Response of feather moss associated N 2 fixation and litter decomposition to variations in simulated rainfall intensity and frequency

Feather mosses in boreal forests form a dense ground‐cover that is an important driver of both nutrient and carbon cycling. While moss growth is highly sensitive to moisture availability, little is known about how moss effects on nutrient and carbon cycling are affected by the dynamics of moisture input to the ecosystem. We experimentally investigated how rainfall regimes affected ecosystem processes driven by the dominant boreal feather moss Pleurozium schreberi by manipulating total moisture amount, frequency of moisture addition and moss presence/absence. Moisture treatments represented the range of rainfall conditions that occur in Swedish boreal forests as well as shifts in rainfall expected through climate change. We found that nitrogen (N) fixation by cyanobacteria in feather mosses (the main biological N input to boreal forests) was strongly influenced by both moisture amount and frequency, and their interaction; increased frequency had greater effects when amounts were higher. Within a given moisture amount, N fixation varied up to seven‐fold depending on how that amount was distributed temporally. We also found that mosses promoted vascular litter decomposition rates, concentrations of litter nutrients, and active soil microbial biomass, and reduced N release into soil solution.
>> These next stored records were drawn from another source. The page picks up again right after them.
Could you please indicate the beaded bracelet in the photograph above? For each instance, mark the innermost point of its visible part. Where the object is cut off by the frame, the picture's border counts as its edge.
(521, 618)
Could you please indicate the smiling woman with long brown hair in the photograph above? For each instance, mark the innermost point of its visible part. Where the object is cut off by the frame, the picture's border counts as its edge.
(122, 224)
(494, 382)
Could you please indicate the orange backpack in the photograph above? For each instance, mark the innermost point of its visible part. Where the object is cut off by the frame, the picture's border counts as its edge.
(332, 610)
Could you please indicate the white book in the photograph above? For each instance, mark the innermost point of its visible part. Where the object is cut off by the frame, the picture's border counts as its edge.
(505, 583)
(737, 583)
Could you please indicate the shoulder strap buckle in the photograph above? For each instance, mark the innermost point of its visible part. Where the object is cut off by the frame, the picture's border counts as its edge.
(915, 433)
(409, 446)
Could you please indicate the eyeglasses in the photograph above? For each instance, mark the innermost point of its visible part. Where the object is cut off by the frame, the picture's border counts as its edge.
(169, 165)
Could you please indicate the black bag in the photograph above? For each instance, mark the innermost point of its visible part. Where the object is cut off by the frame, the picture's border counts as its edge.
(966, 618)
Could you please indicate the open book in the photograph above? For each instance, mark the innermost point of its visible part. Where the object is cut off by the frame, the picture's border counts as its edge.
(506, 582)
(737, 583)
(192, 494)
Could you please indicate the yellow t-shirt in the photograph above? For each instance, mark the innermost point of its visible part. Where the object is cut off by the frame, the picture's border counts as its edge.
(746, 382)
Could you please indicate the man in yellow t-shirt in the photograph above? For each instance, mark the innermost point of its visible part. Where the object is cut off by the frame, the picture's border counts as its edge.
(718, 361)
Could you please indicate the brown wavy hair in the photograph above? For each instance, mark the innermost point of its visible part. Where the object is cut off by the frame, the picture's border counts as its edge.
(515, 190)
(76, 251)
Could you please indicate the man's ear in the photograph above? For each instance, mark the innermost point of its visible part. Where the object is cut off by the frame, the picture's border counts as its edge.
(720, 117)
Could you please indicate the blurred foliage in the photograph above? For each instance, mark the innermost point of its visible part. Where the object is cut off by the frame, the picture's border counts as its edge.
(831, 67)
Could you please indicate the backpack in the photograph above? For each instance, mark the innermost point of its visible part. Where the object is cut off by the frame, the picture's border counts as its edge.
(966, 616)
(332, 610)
These effects were usually strongest under low moisture amount and/or frequency, and revealed a buffering effect of mosses on the decomposer subsystem under moisture limitation. These results highlight that both the amount and temporal distribution of rainfall, determine the effect of feather mosses on ecosystem N input and the decomposer subsystem. They also emphasize the role of feather mosses in mediating moisture effects on decomposer processes. Finally, our results suggest that projected shifts in precipitation in the Swedish boreal forest through climate change will result in increased moss growth and N 2 fixation but a reduced dependency of the decomposer subsystem on feather moss cover for moisture retention.